This script helps create a long wordlist from the Wikimedia dump where articles of the Odia-language Wikipedia, word entries of the Odia Wiktionary and texts of the Odia Wikisource are uploaded on a regular basis for community use and research. A wordlist is generally used for a range of research Natural Language Processing (NLP). Some common use cases of a wordlist includes creating a spell-check engine (or predictive text for helping with input on mobile devices), dictionary or even recording pronunciation of words in a language. The original script was written by our friend T. Shrinivasan which he then guided OFDN's Subhashish Panigrahi during a session for accomodating the needs of Odia.
Download the Wikimedia dumps. You can find all latest dumps from this link (look up for "orwiki" for Odia Wikipedia, "orwiktionary" for Odia Wiktionary and "orwikisource" for Odia Wikisource).
Alternatively, you can also download specific files for each project (for inatance, you want to download only the titles of Odia Wikipedia and not the content of all the articles or just the category names). Check here for Odia Wikipedia, here for Odia Wikisource, here for Odia Wiktionary. The folder name "latest" will show you the latest dump and above that folder link you can find some recent historical dumps.
After downloading, keep the file in a specific folder.
We are using the example of Odia Wikipedia below on a Unix computer (Linux and MacOS included) but the same process applies for a file from any other Wikimedia project. In case you are visiting the folder link as explained above, you could see the explainatory file names such as "orwiki-latest-pages-articles-multistream.xml.bz2". Download the file from the directory and extract/unzip. You can use the below command line by opening your computer terminal (On MacOS press Cmd+Space bar >> type "terminal" >> Enter).
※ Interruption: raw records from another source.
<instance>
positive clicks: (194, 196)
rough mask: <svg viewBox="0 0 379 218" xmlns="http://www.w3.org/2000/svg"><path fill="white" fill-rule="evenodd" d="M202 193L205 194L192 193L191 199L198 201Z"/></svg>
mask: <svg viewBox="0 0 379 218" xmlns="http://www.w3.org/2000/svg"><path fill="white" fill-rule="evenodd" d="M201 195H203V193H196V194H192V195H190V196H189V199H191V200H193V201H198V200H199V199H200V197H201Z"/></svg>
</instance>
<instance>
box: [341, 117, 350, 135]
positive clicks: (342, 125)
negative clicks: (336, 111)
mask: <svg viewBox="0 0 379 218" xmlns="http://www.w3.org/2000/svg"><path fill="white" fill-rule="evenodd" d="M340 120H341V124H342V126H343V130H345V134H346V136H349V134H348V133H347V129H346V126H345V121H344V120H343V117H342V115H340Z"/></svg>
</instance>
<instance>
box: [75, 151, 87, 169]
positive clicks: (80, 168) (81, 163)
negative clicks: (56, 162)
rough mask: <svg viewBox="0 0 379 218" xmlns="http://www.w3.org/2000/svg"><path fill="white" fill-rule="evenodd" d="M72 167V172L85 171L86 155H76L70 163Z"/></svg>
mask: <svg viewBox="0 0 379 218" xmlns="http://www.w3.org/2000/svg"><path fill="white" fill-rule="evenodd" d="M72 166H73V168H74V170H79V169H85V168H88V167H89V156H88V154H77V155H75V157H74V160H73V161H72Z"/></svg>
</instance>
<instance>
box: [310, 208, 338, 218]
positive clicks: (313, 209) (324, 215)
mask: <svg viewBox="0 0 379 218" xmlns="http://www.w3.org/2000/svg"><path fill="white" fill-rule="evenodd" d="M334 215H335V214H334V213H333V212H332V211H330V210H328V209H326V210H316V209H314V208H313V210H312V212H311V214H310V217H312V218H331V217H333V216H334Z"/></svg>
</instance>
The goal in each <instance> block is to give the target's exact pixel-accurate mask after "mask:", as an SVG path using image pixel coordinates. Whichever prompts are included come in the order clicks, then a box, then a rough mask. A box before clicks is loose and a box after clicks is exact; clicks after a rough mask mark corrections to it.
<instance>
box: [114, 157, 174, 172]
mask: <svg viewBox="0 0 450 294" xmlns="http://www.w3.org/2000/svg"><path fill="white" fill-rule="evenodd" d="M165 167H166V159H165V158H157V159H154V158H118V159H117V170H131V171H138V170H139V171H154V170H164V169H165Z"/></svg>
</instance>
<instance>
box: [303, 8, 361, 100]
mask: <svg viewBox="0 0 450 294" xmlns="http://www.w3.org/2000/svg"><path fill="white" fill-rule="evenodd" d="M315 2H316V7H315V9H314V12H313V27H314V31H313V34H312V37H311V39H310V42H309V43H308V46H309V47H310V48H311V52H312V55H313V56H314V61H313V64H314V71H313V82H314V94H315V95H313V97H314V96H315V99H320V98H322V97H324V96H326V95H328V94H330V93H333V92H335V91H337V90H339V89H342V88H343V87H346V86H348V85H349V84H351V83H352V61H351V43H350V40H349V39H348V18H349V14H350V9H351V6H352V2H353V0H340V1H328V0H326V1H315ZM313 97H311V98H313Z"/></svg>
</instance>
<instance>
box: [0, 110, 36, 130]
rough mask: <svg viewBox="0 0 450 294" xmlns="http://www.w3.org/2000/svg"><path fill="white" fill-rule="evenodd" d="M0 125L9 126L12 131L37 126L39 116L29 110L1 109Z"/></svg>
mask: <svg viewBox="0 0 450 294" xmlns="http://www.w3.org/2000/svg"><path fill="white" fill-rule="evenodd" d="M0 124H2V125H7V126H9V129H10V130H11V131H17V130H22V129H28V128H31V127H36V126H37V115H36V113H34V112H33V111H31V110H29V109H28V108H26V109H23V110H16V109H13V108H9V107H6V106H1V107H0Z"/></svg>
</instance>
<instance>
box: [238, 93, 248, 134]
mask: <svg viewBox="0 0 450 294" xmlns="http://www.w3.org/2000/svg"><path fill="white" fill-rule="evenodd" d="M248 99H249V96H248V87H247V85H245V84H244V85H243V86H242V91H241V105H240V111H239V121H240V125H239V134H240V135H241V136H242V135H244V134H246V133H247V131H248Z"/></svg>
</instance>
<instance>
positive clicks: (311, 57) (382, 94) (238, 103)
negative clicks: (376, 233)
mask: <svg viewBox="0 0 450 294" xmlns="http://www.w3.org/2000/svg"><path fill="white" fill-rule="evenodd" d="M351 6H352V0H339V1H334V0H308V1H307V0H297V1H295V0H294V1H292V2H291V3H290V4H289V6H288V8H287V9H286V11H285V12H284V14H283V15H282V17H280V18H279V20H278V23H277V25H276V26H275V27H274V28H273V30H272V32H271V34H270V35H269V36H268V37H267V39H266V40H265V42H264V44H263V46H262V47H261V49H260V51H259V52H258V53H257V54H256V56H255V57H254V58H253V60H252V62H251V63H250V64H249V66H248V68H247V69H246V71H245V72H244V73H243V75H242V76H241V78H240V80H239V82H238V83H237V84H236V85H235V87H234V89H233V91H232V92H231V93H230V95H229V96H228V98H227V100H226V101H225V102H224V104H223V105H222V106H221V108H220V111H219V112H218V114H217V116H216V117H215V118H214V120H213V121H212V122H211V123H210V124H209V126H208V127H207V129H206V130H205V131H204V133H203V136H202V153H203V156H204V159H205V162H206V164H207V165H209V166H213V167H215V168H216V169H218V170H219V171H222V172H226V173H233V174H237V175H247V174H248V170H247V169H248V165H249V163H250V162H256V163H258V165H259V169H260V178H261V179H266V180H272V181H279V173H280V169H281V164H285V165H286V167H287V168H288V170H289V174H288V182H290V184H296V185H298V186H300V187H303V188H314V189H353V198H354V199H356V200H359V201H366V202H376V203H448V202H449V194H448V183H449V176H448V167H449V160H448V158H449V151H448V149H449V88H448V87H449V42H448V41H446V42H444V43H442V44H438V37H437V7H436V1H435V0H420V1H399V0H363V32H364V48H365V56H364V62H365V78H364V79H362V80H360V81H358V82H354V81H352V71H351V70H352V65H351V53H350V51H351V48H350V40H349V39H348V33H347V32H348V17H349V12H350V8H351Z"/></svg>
Navigate to the specific folder where you have saved the dump file. If you have kept it in the "Wiki" subfolder inside the "Documents" folder the type in the terminal cd Documents/Wiki
and press Enter if you are in the root folder. You can also type pwd
to see which folder you are in when unsure. Typing cd ..
and pressing Enter takes you one folder up.
bunzip2 orwiki-latest-pages-articles-multistream.xml.bz2
This will create a new file called "orwiki-latest-pages-articles-multistream.xml". Rename that to "orwiki.xml" (use command mv orwiki-latest-pages-articles-multistream.xml orwiki.xml
)
To create a wordlist you will need to have Python installed (mostly pre-installed in most modern Unix computers). You need to download and extract this Github repository either by using command line or as a ZIP file. Once unzipped copy the file called "create_wordlist.py" to the folder where you have the Wikimedia data dump.
Run on terminal
python create_wordlist.py
wc -l unique_odia_words.txt
This will show a result such as 1200 unique_odia_words.txt
.
Run the command
sort unique_odia_words.txt > unique_odia_sorted_words.txt
This will sort the words in the file "unique_odia_sorted_words.txt".